Fish found ways other than the stadium project to help mitigate inequities in BPS athletics. At its peak, Scholar Athletes employed 58 staffers, including 40 who tutored and mentored student-athletes in the learning centers. Colleges, universities, and medical centers also provided volunteers, including doctors who conducted preseason physical exams for needy students.

With learning centers operating at 17 Boston high schools, Scholar Athletes increased the graduation rate of the student-athletes it served to about 95 percent, from about 84 percent a decade earlier. The college acceptance rate for the learning center participants reached 93 percent in 2018-19, the program’s last full year because of the pandemic. A comparative figure from 2009 was not available.

Scholar Athletes also has shut down classroom learning centers it managed at four high schools in Springfield, as well as one at Everett High School. Fish collaborated with Encore Boston Harbor to launch the Everett center in 2017, while Fish’s Suffolk Construction was building the multibillion-dollar resort and casino in the city.
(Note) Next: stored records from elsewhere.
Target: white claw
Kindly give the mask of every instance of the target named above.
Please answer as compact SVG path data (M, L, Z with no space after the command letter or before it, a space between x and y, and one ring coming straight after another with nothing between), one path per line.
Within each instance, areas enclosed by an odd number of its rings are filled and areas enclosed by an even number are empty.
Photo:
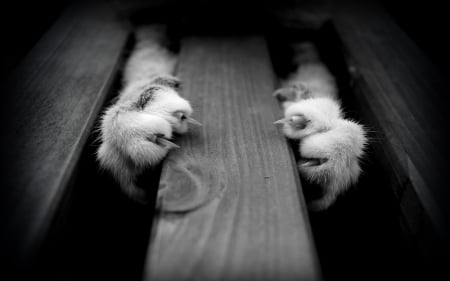
M286 119L285 118L283 118L283 119L280 119L280 120L277 120L277 121L275 121L275 122L273 122L275 125L279 125L279 124L284 124L286 122Z
M311 159L301 159L299 161L299 165L301 167L314 167L322 165L323 163L326 163L328 159L326 158L311 158Z
M178 144L173 143L170 140L165 139L165 138L160 137L160 138L158 138L157 142L158 142L158 144L160 144L168 149L180 148L180 146Z
M187 118L186 118L186 121L187 121L189 124L193 124L193 125L197 125L197 126L202 126L202 123L198 122L197 120L195 120L195 119L192 118L192 117L187 117Z

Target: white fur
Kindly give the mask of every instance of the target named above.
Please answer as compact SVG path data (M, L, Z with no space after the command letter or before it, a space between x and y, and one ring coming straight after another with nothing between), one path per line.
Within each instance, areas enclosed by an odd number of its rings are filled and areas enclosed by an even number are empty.
M274 95L284 109L283 133L300 140L300 174L325 191L309 207L325 210L358 180L367 138L361 125L344 119L336 81L320 62L314 45L304 42L293 49L298 68ZM293 116L307 120L306 126L295 126Z
M157 164L168 152L146 139L155 134L162 134L167 139L172 137L170 123L158 115L113 106L106 111L102 121L104 143L124 153L137 167Z
M174 73L178 58L165 47L165 41L164 26L143 26L136 30L136 46L124 70L125 85Z
M142 94L145 88L152 84L145 80L138 80L129 84L122 92L118 103L131 105ZM159 115L172 125L175 133L183 134L188 131L188 122L180 120L174 115L176 112L182 112L189 117L193 110L191 104L172 88L162 85L155 85L158 89L155 91L154 99L144 108L144 112Z
M134 184L143 169L158 164L168 148L147 139L162 134L172 137L171 125L157 115L109 108L102 119L102 144L97 151L100 165L118 180L122 190L132 199L145 202L144 190Z
M309 90L311 98L337 99L335 79L322 63L302 64L283 82L285 87L295 84L303 84Z
M315 46L311 42L302 42L295 44L293 49L297 69L281 81L281 88L275 92L276 96L284 96L283 109L305 98L329 98L337 101L336 80L320 61Z
M333 121L341 116L339 105L327 98L305 99L292 103L285 110L285 120L292 116L304 116L309 122L299 130L289 122L283 123L283 133L291 139L301 139L305 136L329 130Z
M171 75L177 63L177 57L165 48L164 28L142 27L136 39L124 69L124 87L101 119L97 158L129 197L145 202L146 193L135 185L136 176L157 165L169 150L155 136L170 139L173 132L185 133L187 121L180 116L189 117L192 108L174 87L161 83L176 81ZM151 98L142 102L146 93Z
M324 196L310 203L312 210L328 208L336 197L356 183L361 173L359 159L367 138L363 128L349 120L338 119L332 129L309 135L301 140L300 155L304 158L328 159L321 165L299 162L300 173L308 181L324 188Z
M176 112L182 112L186 116L192 114L190 103L181 98L173 89L165 87L155 95L155 101L144 109L145 112L152 112L164 117L172 125L173 131L178 134L186 133L188 123L174 116Z

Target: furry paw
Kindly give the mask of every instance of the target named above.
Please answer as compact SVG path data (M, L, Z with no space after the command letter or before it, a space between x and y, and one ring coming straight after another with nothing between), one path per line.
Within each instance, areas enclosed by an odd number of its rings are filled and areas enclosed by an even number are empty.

Boston school officials credited Scholar Athletes with helping to boost participation in athletics, particularly by helping students meet the minimum grade point averages. Between 2009-10 and 2018-19, the last full year of interscholastic sports before the pandemic, participation among BPS students rose nearly 10 percent — to 5,424 from 4,941, according to data collected by the Massachusetts Interscholastic Athletic Association.

The gains were largely driven by the exam schools — Boston Latin School, Boston Latin Academy, and O’Bryant School of Math and Science — where participation in interscholastic athletics spiked by 31 percent — to 2,295 from 1,749.

TechBoston Academy players jump in excitement after scoring in a January game. The school saw a significant gain in interscholastic athletics participation in the time the Scholar Athletes program was in place. Erin Clark/Globe Staff

Several other schools posted significant gains, including TechBoston Academy, which reported 415 students participating in 2018-19, up from 140 in 2009-10, and New Mission, whose numbers rose to 290 from 126.

But participation sank by as much as 50 percent over the same period at several large schools whose enrollments also sharply declined: Burke, Madison Park Technical Vocational High School, and Brighton High School. Cassellius said she has challenged Esdaile to ensure that “our comprehensive large high schools have similar [athletic] programs as our exam schools so they are attractive to students and parents.”

Scholar Athletes created another another vital resource by launching an intramural sports program that was serving more than 1,500 high school students before the pandemic. Intramural sports provided not only recreation and a sense of community but a safe alternative to dangerous streets in some sections of the city for students who were not able or not eligible to participate in interscholastic sports.

Esdaile said BPS might try to sustain the intramural program through stipends to school employees, but it’s unlikely the program will continue citywide.

As Scholar Athletes closes, there is no shortage of students who fondly remember the guidance and inspiration they gained from tutors and mentors who served as examples of the success they could achieve through athletics and academics. Those student-athletes, in turn, became models for others in their communities.

Scholar Athletes “had a ripple effect across countless families,” Fish said. “The legacy of this program will live on.”